[Numpy-discussion] f2py performance question from a rookie

Mon Aug 16 18:01:29 EDT 2010

> After using time.clock, running f2py with the REPORT_ON_ARRAY_COPY enabled
> and
> passing arrays as np.asfortranarray(array) to the fortran routines I still
> get a
> slow performance on f2py. No copied arrays are reported.
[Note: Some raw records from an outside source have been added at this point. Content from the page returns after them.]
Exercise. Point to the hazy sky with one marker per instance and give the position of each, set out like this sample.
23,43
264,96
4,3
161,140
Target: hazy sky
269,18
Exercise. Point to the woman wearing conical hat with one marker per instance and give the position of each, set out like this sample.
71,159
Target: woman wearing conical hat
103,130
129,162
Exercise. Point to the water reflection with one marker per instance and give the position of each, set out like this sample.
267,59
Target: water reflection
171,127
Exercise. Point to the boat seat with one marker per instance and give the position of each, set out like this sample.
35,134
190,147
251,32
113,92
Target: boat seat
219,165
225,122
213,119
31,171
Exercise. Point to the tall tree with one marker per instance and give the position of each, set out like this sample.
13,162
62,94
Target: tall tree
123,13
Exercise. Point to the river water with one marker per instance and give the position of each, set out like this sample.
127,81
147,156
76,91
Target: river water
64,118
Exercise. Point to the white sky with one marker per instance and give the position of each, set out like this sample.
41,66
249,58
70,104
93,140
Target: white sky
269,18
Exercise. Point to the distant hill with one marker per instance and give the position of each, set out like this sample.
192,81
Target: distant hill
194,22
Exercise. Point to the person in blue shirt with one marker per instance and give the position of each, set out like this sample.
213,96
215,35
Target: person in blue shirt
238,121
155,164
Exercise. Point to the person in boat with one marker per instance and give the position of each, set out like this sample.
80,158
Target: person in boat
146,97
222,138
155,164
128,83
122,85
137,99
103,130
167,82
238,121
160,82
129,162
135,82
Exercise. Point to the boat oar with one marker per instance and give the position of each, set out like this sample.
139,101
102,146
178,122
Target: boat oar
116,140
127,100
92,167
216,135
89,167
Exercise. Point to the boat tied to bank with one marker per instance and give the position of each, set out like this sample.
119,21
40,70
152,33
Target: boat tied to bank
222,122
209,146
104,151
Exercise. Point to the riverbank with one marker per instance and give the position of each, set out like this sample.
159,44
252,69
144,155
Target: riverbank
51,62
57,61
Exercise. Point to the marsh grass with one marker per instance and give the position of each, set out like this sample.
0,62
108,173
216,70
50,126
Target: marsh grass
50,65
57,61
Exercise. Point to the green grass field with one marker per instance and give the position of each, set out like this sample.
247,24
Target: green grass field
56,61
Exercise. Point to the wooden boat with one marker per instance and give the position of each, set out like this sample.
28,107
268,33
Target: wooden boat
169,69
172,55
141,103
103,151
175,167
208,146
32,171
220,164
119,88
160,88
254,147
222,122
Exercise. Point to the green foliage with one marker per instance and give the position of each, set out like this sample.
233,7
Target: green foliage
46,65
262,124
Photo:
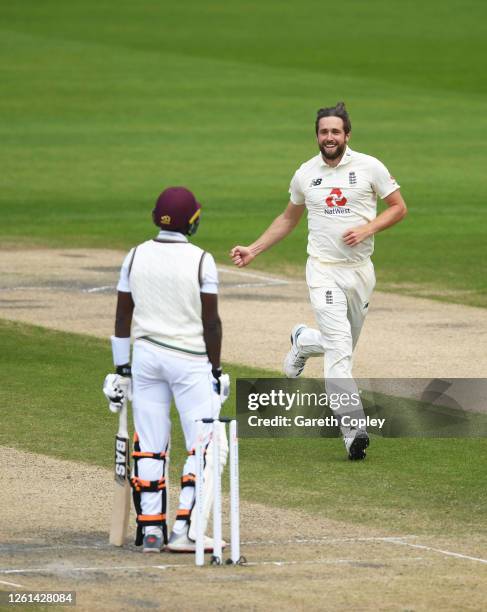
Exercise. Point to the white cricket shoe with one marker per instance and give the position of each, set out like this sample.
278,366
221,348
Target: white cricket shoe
356,445
295,361
180,543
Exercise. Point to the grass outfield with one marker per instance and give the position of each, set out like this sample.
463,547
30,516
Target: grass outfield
52,403
105,103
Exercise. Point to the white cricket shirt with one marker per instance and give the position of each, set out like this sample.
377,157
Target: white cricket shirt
166,280
338,199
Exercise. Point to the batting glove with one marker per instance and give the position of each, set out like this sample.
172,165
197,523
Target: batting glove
118,388
221,384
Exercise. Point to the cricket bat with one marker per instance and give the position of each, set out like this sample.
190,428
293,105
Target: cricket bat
121,497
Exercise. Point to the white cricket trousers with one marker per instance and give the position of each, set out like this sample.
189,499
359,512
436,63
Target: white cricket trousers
158,375
340,299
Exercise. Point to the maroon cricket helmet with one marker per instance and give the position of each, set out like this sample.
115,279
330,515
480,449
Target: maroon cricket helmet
177,210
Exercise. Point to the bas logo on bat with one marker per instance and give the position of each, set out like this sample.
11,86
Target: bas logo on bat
121,458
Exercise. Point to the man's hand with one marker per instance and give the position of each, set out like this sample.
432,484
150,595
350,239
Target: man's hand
356,235
117,389
241,256
221,384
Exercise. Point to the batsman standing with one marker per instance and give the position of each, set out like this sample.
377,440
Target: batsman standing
339,188
167,299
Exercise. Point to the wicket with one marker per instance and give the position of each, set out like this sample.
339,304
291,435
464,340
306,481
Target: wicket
217,557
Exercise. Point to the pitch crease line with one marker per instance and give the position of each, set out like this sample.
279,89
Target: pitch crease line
447,553
190,566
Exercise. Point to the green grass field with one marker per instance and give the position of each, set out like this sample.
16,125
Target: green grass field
106,103
53,405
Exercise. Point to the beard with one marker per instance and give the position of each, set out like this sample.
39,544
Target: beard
338,152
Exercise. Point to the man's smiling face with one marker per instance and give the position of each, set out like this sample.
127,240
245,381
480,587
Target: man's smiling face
331,137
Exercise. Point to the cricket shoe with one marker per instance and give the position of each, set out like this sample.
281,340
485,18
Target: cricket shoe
153,541
180,543
295,360
356,445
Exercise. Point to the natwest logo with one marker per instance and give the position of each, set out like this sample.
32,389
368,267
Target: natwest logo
336,198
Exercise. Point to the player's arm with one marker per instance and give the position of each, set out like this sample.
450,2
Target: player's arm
212,328
123,315
277,230
395,211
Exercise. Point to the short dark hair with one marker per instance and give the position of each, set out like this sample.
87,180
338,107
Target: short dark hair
338,110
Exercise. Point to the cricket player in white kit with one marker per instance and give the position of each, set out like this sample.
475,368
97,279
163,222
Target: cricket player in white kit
167,300
339,188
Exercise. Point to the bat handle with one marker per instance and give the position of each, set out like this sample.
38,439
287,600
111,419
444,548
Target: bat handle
122,421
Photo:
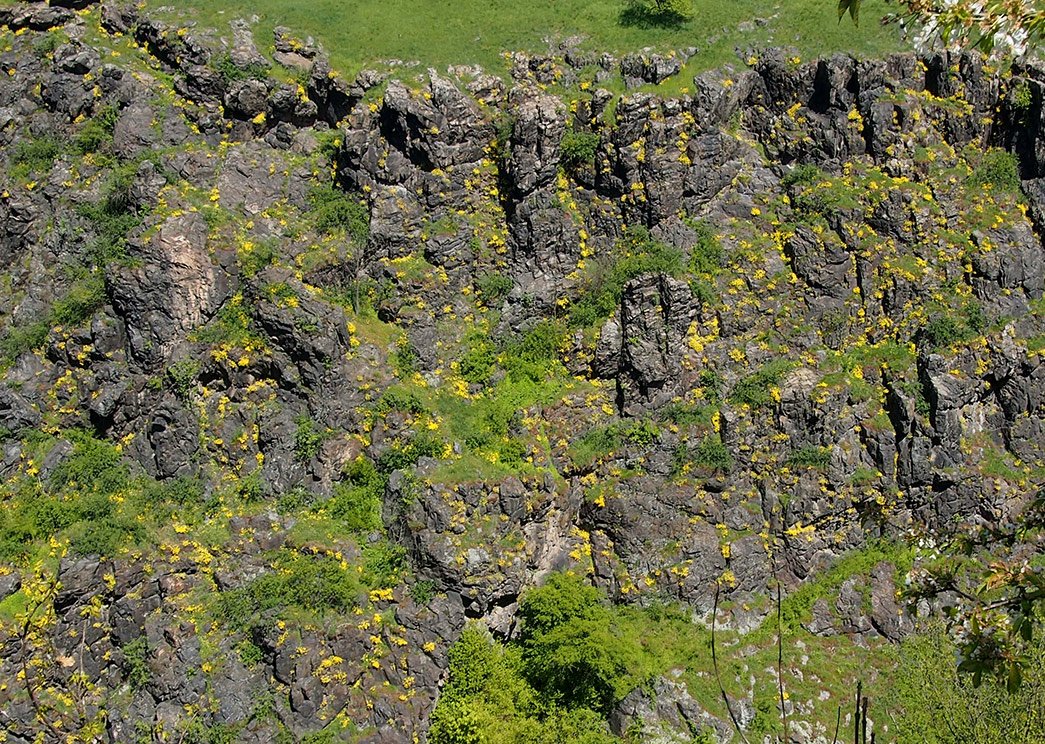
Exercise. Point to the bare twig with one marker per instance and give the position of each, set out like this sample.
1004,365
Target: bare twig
780,658
718,677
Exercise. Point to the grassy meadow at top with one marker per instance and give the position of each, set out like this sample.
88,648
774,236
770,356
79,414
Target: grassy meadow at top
441,32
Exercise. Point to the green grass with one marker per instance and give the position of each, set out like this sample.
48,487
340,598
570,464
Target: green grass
441,32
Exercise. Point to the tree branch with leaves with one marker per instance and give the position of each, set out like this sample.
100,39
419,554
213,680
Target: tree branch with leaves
1013,28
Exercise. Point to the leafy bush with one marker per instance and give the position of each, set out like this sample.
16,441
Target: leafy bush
755,389
947,326
233,73
805,175
656,14
307,440
404,359
811,457
531,355
706,255
404,454
357,500
998,168
384,563
572,649
493,287
97,132
37,155
634,255
602,441
478,361
136,661
578,147
257,256
307,582
711,455
400,399
182,376
84,298
952,708
333,210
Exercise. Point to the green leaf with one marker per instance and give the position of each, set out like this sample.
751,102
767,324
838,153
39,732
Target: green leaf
852,7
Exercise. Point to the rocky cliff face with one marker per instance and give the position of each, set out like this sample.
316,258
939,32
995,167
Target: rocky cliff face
669,343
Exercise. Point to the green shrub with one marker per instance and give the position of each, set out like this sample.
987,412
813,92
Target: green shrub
307,440
493,287
112,218
182,376
573,649
936,704
261,255
357,500
333,210
84,298
811,457
400,399
633,255
656,14
317,583
478,362
384,563
105,537
233,73
805,175
578,148
998,168
404,454
249,652
710,455
706,255
755,389
37,155
532,355
689,415
97,132
136,663
948,326
404,359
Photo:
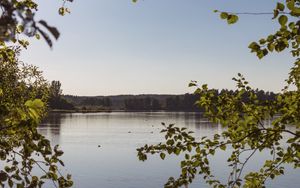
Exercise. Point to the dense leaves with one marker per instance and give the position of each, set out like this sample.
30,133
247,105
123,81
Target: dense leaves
247,133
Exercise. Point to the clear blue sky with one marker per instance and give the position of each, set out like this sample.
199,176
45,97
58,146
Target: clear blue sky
112,47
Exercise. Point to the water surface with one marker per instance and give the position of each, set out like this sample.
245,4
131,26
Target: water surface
115,165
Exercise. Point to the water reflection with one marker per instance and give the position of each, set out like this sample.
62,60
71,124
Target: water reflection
114,164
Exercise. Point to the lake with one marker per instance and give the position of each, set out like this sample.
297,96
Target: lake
115,164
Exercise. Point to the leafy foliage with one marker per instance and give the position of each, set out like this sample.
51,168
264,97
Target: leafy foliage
246,131
23,95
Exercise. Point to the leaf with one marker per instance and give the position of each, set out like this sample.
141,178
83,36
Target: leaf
52,30
280,6
232,19
283,20
223,147
223,15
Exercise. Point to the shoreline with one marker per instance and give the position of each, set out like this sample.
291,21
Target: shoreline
110,111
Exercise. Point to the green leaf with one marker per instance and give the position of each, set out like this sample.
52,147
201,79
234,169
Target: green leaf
283,19
280,6
232,19
223,15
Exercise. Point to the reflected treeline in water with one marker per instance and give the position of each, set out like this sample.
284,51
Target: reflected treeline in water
51,126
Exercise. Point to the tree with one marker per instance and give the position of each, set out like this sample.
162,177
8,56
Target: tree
55,89
23,94
243,114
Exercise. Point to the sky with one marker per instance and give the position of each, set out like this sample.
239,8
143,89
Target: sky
111,47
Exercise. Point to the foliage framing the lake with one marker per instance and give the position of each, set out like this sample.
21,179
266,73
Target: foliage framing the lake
246,132
23,95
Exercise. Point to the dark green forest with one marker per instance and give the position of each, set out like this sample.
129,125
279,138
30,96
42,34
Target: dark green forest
145,102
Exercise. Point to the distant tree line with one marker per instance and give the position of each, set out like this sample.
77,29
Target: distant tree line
55,98
184,102
146,103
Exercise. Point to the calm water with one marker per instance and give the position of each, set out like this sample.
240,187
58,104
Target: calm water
115,164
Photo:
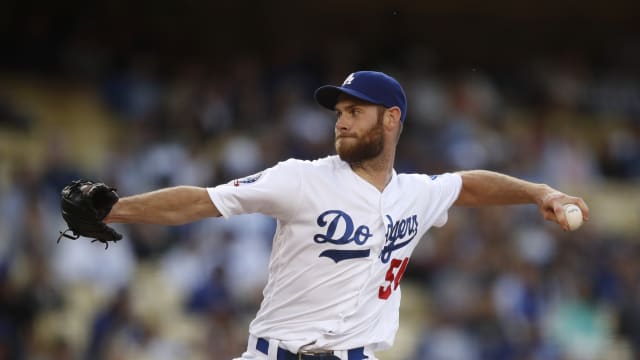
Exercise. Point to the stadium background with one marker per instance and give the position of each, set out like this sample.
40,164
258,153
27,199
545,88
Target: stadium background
150,94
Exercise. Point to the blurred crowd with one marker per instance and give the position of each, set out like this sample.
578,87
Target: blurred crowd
494,283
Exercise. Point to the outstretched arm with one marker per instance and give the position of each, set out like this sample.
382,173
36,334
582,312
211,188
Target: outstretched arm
482,188
171,206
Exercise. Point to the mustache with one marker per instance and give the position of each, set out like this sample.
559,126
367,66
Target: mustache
345,135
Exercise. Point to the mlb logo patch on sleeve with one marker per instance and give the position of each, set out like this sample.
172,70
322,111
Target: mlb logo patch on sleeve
247,180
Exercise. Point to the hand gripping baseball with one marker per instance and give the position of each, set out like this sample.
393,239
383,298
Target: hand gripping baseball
84,205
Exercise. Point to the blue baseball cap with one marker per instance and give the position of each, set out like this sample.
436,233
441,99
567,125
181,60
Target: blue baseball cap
370,86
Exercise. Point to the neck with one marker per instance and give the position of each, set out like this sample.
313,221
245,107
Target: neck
376,171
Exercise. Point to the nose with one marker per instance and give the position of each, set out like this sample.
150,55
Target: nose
341,123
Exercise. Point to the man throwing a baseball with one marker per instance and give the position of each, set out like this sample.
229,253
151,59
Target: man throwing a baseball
346,225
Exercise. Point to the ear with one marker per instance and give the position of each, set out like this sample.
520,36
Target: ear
392,117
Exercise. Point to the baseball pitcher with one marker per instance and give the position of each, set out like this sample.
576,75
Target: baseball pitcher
346,225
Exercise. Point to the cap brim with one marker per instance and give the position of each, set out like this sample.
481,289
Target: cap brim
327,96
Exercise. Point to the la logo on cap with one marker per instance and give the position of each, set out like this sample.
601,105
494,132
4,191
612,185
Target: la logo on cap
348,80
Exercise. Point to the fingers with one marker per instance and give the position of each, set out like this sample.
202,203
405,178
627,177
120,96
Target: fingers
552,208
561,219
583,206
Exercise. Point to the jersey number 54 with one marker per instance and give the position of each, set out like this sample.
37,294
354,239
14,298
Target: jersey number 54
393,277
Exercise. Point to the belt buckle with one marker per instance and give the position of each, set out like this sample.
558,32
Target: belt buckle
302,353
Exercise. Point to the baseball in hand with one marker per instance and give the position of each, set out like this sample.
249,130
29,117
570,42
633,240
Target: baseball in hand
574,216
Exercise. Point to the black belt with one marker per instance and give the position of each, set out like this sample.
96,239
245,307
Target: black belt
262,345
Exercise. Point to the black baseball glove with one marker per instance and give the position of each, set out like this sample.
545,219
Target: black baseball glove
84,205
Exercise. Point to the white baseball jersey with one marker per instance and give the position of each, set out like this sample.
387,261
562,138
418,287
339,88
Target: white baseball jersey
340,248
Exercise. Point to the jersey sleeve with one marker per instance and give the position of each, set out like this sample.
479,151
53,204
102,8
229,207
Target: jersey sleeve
272,192
448,187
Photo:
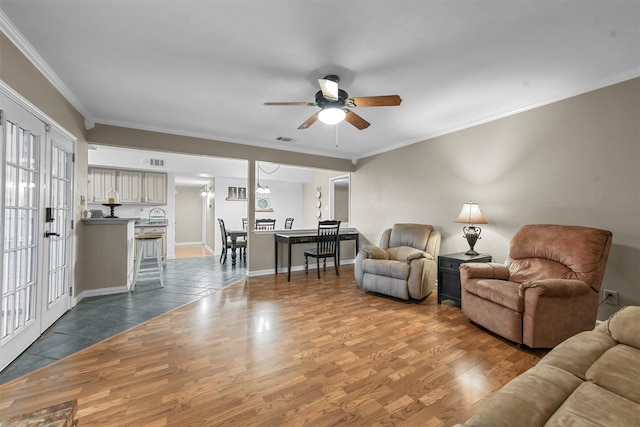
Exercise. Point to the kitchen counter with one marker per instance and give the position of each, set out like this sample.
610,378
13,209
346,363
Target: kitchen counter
138,222
111,221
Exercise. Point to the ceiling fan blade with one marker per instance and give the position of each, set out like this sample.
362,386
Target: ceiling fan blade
311,120
356,120
376,101
301,104
329,89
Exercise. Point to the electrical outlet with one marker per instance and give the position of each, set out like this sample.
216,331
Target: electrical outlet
611,297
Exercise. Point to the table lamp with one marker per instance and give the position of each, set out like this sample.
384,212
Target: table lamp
471,215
That is not any better as np.asfortranarray will make a copy instead. Pass
the transpose to Fortran, and transpose the return value. Make sure you
neither make a copy before or after calling Fortran. A transpose does not
make a copy in NumPy.

You want C ordering in NumPy and Fortran ordering in Fortran. Which means
you probably want to call Fortran like this:

    foobar(x.T, y.T)

If you let f2py return y as a result, make sure it is C ordered after
transpose:

    y = foobar(x.T).T
    assert(y.flags['C_CONTIGUOUS'])

Even if you don't get a "copy and transpose" immediately (i.e. f2py does
not report a copy), it might happen silently later on if you get Fortran
ordered arrays returned into Python.

> Running on f2py with a 6499x6499 array takes about 1.2sec while the python
> for
> loop does the job slightly faster at 0.9 sec.

I suppose you are including the solve time here? In which case the
dominating factors are np.dot and np.linalg.solve. Fortran will not help a
lot then.

Well if you have access to performance libraries (ACML or MKL) you might
save a little by using Fortran DGEMM instead of np.dot and a carefully
selected Fortran LAPACK solver (that is, np.linalg.solve use Gaussian
substitution, i.e. LU, but there might be structure in your matrices to
exploit, I haven't looked too carefully.)

> subroutine fill_B(j, beta, lamda, mu, b)
> integer, intent(in) ::  j
> integer :: row, col
> real(kind = 8),  intent(in) :: beta(j), lamda(j), mu(j)
> real(kind = 8), intent(out) :: b(j,j)
>
> do row=2,j-1
>     do col=1,j
>         if (col == row-1) then
>             b(row,col) = beta(row) - lamda(row) + mu(row)
>         elseif (col == row) then
>             b(row,col) = 1 - 2*beta(row)
>         elseif (col == row+1) then
>             b(row, col) = beta(row) + lamda(row) - mu(row)
>         else
>             b(row, col) = 0
>         endif
>     enddo
> enddo
> b(1,1) = 1
> b(j,j) = 1
>
> end

That iterates over strided memory in Fortran. Memory access is slow,
computation is fast.

So there are two problems with your Fortran code:

1. You want b to be transposed in Fortran compared to Python.
2. Iterate in column major order in Fortran, not row major order.

Sturla